Ob sich die Parteien auf einen solchen Kompromiss einlassen können, ist letztlich davon abhängig, wie stark das spezifische Projekt von den jeweiligen Maximalforderungen abweicht. Möglicherweise lassen sich Ressentiments abbauen, in dem transparent dargestellt wird, wie grosse die Abweichungen in Prozent sind. Ein Nutzwertvergleich zwischen der optimalen Neubauvariante und dem Palimpsest kann die finanziellen Einbussen für die Auftraggeberseite aufzeigen. Eine Bezifferung des kulturellen Wertes der verschiedenen Teile des Bestandes bildet die Grundlage zur Quantifizierung der Zerstörung des Bestandes.
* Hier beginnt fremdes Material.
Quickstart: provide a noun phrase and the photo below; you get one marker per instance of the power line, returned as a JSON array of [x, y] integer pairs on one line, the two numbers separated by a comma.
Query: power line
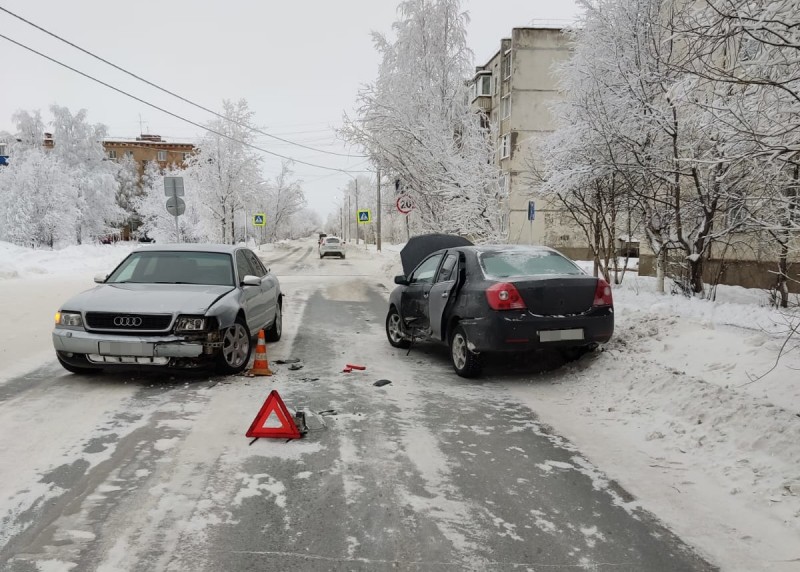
[[175, 115], [190, 102]]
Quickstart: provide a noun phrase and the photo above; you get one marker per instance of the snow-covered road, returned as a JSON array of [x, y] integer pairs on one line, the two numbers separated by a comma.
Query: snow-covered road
[[123, 472]]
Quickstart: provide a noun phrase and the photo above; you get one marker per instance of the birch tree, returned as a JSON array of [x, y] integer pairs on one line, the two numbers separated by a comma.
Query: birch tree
[[415, 120], [225, 172]]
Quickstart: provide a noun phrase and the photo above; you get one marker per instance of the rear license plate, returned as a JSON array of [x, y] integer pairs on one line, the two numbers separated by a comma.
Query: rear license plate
[[561, 335], [125, 349]]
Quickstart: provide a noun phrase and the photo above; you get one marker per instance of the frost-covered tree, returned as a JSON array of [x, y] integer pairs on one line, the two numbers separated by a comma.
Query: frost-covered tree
[[640, 123], [281, 198], [60, 194], [415, 120], [225, 173], [79, 144]]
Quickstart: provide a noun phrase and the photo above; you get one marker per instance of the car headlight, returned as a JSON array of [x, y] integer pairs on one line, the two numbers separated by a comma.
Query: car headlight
[[69, 319], [190, 324]]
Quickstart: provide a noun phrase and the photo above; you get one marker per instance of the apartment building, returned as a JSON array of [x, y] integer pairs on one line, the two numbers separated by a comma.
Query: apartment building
[[515, 89], [147, 148]]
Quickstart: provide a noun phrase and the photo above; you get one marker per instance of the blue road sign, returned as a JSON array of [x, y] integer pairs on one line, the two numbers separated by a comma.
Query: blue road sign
[[363, 216]]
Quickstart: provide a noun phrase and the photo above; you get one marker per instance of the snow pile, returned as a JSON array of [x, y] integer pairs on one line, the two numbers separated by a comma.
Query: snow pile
[[18, 262]]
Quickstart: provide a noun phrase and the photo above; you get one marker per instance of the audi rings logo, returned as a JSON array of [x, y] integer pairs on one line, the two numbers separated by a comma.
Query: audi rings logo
[[127, 321]]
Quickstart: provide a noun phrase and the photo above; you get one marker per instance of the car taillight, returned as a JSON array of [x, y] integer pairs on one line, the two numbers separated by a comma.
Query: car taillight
[[602, 294], [504, 296]]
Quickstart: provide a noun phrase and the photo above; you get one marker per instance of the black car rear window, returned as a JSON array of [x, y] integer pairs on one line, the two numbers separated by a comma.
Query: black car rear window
[[175, 268], [508, 263]]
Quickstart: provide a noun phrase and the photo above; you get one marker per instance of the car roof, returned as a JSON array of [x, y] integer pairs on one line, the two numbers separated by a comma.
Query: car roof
[[504, 248], [192, 247]]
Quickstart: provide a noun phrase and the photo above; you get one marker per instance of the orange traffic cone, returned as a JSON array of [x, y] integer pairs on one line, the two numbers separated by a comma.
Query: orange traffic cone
[[260, 364]]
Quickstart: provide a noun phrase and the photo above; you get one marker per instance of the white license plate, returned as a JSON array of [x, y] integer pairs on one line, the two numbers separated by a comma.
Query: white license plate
[[124, 349], [561, 335]]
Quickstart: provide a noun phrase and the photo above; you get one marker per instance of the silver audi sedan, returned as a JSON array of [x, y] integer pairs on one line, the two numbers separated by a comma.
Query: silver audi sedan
[[177, 306]]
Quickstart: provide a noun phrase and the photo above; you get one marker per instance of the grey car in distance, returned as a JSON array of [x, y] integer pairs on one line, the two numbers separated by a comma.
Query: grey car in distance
[[177, 306]]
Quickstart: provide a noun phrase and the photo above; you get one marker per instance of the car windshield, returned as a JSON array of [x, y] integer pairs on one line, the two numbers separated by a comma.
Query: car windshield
[[510, 263], [175, 268]]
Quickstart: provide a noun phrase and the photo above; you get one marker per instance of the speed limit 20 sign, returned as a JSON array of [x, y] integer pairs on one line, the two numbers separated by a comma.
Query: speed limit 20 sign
[[404, 204]]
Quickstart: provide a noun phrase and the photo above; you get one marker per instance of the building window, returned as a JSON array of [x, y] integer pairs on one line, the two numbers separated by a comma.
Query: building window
[[507, 64], [483, 85], [505, 146], [506, 106], [504, 182]]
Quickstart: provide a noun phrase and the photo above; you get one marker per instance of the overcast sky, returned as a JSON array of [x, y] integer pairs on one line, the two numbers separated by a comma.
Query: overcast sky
[[299, 64]]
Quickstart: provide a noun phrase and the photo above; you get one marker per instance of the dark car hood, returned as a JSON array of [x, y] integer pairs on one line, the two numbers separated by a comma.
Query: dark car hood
[[148, 298], [419, 247]]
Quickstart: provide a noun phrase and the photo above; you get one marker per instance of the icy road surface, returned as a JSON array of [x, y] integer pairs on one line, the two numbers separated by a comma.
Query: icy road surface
[[143, 472]]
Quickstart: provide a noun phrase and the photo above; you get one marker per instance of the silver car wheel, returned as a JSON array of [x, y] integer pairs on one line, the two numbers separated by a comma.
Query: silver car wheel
[[278, 321], [459, 351], [235, 345], [395, 333]]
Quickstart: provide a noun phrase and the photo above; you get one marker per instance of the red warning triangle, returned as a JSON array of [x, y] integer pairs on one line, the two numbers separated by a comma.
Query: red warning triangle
[[274, 420]]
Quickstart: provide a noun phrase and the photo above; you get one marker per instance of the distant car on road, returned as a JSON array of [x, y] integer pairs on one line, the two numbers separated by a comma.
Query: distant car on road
[[331, 246], [483, 299], [177, 306]]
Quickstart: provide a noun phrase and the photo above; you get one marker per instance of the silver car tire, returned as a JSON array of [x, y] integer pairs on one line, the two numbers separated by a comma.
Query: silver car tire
[[273, 333], [236, 348]]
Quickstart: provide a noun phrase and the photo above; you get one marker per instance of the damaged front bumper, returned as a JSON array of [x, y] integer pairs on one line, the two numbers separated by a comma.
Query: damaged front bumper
[[102, 349]]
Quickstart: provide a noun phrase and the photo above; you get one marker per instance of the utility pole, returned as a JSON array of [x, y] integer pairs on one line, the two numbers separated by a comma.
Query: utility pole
[[356, 179], [378, 237]]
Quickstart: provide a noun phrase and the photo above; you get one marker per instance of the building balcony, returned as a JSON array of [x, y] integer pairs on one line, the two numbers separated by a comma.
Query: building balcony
[[483, 103]]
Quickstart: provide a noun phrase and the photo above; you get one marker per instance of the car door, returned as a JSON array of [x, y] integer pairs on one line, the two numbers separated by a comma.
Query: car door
[[441, 291], [269, 288], [414, 299], [254, 309]]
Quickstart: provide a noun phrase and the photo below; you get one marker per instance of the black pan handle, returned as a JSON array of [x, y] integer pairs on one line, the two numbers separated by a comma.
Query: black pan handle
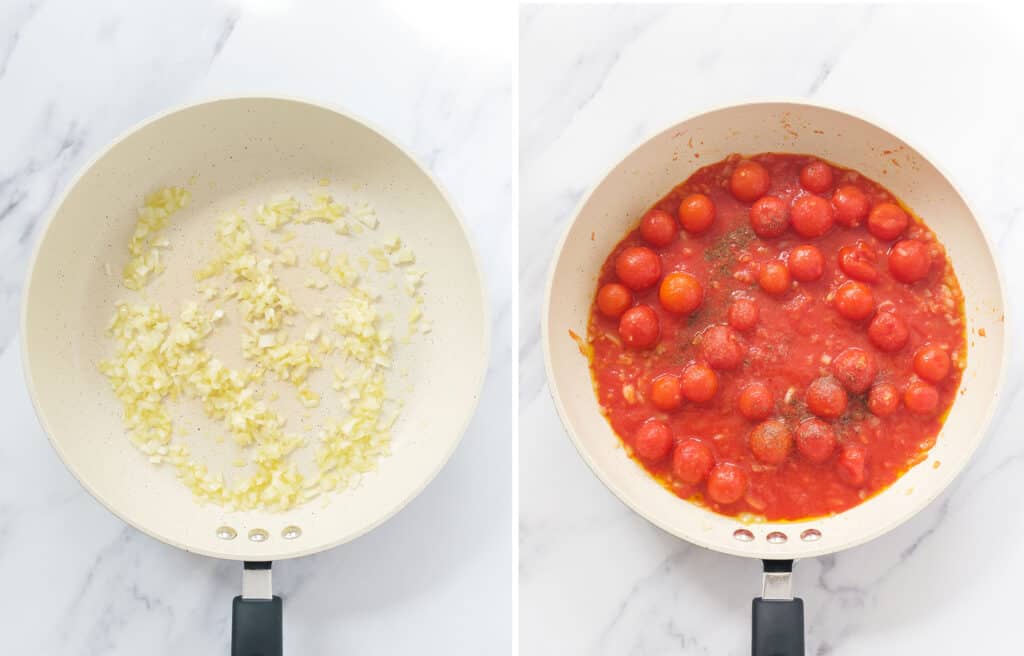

Letzten Endes handelt es sich bei diesen Überlegungen um die Abwägung zwischen wirtschaftlicher Überlebensfähigkeit und geschichtlicher Fürsorge – beides Werte, die für die Gesellschaft unabdingbar sind. Es ist daher erstrebenswert, wenn diese Interessenssphären in einen konstruktiven Dialog treten, anstelle sich in Grabenkämpfen zu verlieren. (Weiter bei…)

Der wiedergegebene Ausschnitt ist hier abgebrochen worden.